I thought only the mountains deserved that description, and there aren’t any mountains in the Sunshine State. There are barely any hills. Sometimes, during the ten years that we lived on the Gulf coast, my husband and I would drive an hour to the Sunshine Skyway Bridge in Tampa for a little elevation. I just couldn’t figure out why God made Florida flat.
But now I see there are many kinds of beauty. We took a drive today in the early morning, deep into the heart of this tropical state. A heavy mist hung over verdant green pastures where the stark white of egret wings waved a friendly ‘good morning’. Cows grazed beneath groomed oak trees draped in Spanish Moss, and we made eye contact with a family of deer who paused mid-munch to watch us drive past. Serenity drew our eyes into the distance, following winding creeks back to a palm-lined horizon. All along the way, life teemed above and around us in this Southern version of ‘where the wild things are’.
Why did it take me so long to realize that I love this state? That my heart is at home by a salt water bay? That a walk on the beach after dark is almost better than chocolate? Maybe I was afraid of being unfaithful to the heights which always feed my soul.
I know I’m not the only one who struggles with landscape loyalty. There are, of course, just as many people who can’t imagine why anyone in their right mind would choose to live in a Sonoran desert. Sometimes I am one of those people, even though that’s where my zip code resides. Mostly, though, that’s only each June 28th, when I haven’t seen rain in five months and even my bougainvillea is throwing in the towel.
Why is it so hard to think everything created by God is beautiful, including people? What makes some prefer blondes to the exclusion of every other hair color? Why is it hard to be kind to the elderly while we lavishly smile at youth?
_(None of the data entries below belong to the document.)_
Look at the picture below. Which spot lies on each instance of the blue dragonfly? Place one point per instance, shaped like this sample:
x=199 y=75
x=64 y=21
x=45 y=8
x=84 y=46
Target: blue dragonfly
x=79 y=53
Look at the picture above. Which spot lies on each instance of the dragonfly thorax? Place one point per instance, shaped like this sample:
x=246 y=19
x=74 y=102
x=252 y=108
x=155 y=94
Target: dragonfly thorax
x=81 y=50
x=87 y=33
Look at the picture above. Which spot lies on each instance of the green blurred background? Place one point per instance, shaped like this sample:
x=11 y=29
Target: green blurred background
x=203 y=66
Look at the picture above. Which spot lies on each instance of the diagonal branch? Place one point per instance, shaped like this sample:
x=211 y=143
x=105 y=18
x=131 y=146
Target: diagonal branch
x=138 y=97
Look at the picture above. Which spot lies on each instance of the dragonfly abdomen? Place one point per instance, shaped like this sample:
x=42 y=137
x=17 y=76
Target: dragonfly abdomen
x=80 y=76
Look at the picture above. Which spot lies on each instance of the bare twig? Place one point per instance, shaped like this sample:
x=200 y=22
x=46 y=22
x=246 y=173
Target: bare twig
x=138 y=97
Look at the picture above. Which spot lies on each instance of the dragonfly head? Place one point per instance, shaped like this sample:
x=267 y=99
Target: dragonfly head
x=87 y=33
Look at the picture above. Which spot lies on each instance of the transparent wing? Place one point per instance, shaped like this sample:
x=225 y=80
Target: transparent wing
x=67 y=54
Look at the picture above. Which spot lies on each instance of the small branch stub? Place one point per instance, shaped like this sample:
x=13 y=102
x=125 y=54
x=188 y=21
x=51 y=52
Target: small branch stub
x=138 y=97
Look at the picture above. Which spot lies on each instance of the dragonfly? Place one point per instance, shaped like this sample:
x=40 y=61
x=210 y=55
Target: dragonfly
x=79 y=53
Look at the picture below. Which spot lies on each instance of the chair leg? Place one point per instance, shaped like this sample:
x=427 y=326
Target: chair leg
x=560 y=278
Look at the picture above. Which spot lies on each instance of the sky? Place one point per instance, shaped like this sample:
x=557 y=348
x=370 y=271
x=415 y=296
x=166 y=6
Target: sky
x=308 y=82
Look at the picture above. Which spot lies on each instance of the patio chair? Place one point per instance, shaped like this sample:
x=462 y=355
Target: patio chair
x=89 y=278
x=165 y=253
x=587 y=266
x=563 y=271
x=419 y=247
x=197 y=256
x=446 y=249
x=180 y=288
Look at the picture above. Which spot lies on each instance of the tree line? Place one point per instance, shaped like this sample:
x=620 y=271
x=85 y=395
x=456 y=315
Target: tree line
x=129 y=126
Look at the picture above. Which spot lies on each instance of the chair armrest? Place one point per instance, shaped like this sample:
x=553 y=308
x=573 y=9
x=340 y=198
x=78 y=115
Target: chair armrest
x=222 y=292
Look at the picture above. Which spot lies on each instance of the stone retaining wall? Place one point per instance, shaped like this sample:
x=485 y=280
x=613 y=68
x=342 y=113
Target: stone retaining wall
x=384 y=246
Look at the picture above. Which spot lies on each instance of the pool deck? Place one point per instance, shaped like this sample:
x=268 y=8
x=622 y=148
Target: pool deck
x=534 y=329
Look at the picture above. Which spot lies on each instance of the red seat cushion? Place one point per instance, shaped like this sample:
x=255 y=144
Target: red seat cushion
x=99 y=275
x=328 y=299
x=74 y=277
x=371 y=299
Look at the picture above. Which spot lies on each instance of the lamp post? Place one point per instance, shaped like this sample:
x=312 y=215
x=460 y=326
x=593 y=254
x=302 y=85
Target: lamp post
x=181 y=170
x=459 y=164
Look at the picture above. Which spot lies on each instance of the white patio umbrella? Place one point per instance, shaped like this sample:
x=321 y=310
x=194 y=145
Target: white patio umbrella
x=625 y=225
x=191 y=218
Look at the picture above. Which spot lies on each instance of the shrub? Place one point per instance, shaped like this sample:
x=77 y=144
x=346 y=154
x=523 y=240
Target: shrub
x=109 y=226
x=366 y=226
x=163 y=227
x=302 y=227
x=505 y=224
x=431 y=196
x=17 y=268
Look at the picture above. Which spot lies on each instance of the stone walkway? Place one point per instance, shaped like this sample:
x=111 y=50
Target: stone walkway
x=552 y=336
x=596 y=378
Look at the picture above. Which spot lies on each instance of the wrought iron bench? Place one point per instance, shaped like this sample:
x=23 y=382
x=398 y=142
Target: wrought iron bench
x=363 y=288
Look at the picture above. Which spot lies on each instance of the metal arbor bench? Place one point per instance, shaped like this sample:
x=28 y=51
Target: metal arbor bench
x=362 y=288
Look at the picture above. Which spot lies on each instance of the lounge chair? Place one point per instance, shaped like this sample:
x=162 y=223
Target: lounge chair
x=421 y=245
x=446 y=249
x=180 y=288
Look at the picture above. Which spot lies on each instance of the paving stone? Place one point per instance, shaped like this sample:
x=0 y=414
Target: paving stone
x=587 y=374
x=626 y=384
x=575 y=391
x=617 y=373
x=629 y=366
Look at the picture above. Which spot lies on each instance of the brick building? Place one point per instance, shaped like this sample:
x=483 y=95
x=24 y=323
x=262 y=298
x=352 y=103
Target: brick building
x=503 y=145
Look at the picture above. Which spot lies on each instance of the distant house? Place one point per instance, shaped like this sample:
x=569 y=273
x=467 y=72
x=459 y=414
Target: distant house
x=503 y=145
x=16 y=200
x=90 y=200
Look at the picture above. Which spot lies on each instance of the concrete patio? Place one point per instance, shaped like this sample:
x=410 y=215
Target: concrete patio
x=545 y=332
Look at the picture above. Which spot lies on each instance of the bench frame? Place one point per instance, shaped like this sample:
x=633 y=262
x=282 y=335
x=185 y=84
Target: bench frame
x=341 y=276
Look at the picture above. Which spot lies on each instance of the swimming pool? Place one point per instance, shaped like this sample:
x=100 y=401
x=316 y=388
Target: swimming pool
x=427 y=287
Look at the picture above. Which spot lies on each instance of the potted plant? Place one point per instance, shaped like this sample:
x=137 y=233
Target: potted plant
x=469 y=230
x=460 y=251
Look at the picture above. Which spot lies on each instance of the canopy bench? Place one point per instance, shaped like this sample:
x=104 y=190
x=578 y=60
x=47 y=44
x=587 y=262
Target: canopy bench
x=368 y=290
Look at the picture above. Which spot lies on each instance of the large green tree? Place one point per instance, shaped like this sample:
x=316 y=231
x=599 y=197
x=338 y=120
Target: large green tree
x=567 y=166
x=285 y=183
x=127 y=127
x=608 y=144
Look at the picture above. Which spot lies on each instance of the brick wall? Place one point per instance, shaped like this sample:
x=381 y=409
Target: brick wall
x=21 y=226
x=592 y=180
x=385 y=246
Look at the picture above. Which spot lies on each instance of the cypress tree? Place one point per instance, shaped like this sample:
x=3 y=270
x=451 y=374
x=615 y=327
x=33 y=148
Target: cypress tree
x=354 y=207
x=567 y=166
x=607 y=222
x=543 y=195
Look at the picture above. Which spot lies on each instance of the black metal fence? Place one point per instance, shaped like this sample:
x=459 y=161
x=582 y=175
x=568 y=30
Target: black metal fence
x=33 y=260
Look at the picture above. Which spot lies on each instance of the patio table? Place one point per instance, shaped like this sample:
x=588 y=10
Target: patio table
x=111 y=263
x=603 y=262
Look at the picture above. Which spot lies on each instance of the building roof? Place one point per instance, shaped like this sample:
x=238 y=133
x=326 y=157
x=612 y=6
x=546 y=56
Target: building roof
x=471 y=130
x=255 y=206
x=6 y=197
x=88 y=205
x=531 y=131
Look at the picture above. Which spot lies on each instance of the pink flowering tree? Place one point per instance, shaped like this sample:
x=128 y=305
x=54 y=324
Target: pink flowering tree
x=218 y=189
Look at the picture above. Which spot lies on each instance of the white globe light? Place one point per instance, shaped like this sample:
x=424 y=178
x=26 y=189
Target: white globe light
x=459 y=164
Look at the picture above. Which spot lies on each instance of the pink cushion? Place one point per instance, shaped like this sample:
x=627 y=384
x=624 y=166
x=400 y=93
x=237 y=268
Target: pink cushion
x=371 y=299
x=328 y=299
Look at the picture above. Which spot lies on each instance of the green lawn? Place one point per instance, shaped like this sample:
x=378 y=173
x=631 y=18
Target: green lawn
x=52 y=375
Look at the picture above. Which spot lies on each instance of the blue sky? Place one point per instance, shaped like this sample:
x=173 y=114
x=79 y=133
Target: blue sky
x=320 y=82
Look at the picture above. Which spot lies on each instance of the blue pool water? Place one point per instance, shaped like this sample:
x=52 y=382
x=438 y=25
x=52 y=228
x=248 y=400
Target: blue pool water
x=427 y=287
What is it about extra weight on a woman that causes us to harshly condemn?
I realized once that all physical beauty is about three days from disintegration—from cut flowers to corpses. I can’t even make my foundation last a couple of hours before it begins to melt off my face. How futile to believe that true beauty is what I can maintain perfectly on the outside. Gravity, time and hardship are devastating allies.
There must be something more.
There is your heart. And there’s where you’ll find the real beauty of every woman. In her tender caring or outrageous laughter, as she listens intently or speaks from her passion, in the touch of her hand and her touch in her home, she offers a fragrance of loveliness.
How rich is the one who breathes it in deeply—with eyes tightly closed.